August 5th, 2003 / Noted in Favourite Entries

Hearing

Many years ago during a tramp in New Zealand, I learned the importance of hearing.

High in the mountains it was quiet except for one lone bird who called out loudly and continuously. Its call was the most tragic, saddest sound I had heard. I asked my friend why it kept making the noise that it did and my friend told me that it was waiting to be heard.

After a few minutes, another bird replied with one long loud sound which silenced the tragic sounding bird; it had been heard and didn’t need to call out anymore.

This past weekend, I was visiting with my four year old niece who is always terribly excited when I come around. We don’t see each other often and always have much to catch up on.

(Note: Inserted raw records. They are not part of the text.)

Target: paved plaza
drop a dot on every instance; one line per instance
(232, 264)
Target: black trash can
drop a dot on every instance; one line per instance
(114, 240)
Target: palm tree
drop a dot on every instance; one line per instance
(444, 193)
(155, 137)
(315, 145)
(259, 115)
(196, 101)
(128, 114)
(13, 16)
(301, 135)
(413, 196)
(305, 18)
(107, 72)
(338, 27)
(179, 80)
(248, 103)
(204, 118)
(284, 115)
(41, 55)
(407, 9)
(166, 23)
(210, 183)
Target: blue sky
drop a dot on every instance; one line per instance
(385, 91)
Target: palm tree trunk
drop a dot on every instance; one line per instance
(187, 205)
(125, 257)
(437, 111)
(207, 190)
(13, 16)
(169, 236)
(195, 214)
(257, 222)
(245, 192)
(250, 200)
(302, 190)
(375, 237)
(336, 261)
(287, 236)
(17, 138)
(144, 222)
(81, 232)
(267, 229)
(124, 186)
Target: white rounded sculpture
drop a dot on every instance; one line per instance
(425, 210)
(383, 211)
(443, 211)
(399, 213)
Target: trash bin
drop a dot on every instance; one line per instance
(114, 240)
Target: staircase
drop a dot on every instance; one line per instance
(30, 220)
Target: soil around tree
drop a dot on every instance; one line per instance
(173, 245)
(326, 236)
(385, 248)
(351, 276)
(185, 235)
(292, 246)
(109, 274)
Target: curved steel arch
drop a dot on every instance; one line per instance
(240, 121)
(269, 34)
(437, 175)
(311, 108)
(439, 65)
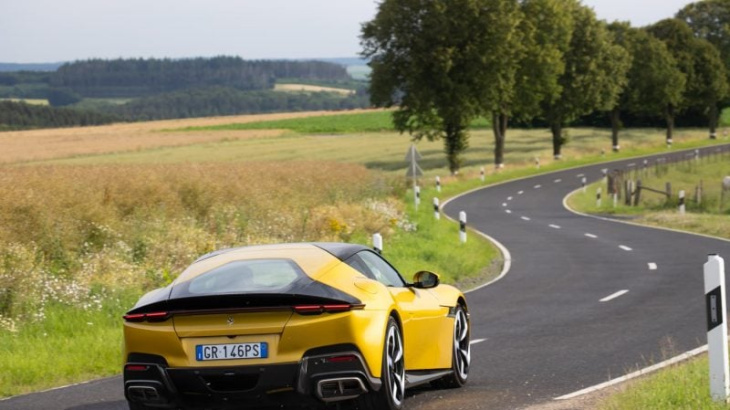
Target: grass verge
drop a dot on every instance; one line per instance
(686, 385)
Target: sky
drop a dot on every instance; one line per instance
(38, 31)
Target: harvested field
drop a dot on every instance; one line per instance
(36, 145)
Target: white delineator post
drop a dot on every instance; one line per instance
(378, 243)
(715, 298)
(681, 203)
(462, 226)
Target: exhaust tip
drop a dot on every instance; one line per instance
(345, 388)
(144, 394)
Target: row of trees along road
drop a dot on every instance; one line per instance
(443, 63)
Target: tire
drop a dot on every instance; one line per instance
(392, 393)
(460, 353)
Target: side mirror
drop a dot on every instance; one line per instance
(425, 280)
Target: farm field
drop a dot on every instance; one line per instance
(96, 216)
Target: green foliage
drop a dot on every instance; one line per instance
(59, 97)
(142, 77)
(19, 115)
(594, 76)
(440, 70)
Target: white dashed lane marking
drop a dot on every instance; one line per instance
(615, 295)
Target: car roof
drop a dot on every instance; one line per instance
(341, 251)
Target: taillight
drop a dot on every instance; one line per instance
(341, 359)
(319, 309)
(149, 317)
(136, 368)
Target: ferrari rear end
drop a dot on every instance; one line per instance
(249, 328)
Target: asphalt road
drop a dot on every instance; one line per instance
(586, 300)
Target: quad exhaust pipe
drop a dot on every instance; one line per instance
(144, 394)
(345, 388)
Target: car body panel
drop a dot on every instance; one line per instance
(354, 326)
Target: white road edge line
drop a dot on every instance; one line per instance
(615, 295)
(642, 372)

For this reason, she repeats Auntie over and over again, vying for my attention.

When I saw her and she started with her Auntie, Auntie and desperately trying to get everything out to me while she could, I slowly kneeled down beside her, put her little hands in mine, looked at her and calmly said, “I hear you. I will hear you until you have told me everything you need to say.”

With that, you could literally see her little body relax. There wasn’t the worry that I would only pay half attention or walk away. She could relax and slowly tell me everything that was important to her whether it be how we could cut and paste a card together or what she learned in school.

There are so many things as people that we have to pay attention to and with the internet and television we are used to scanning, flipping, and catching only bits. The art of listening, of hearing the other person fully, is slipping away. We tend to assume we already know what they’ll say, the answer to the question or that it’s not as important as what might come next. Hearing doesn’t seem to be important anymore.

I very seldom offer advice (how can I presume to know what is best for someone else and their situation?) but what I always offer is to hear a person. Sometimes people don’t want a solution, they just want to be heard. Sometimes people don’t want things; they just want to be heard. Sometimes people don’t want to be patronised, they just want to be heard.

Often I wonder if we really stopped to be fully in the moment of someone telling us their woes, their fears, or their excitements, how much that would really change things. Perhaps that sounds too easy but often the answers to the most complicated questions are the simplest words. Words such as, I hear you.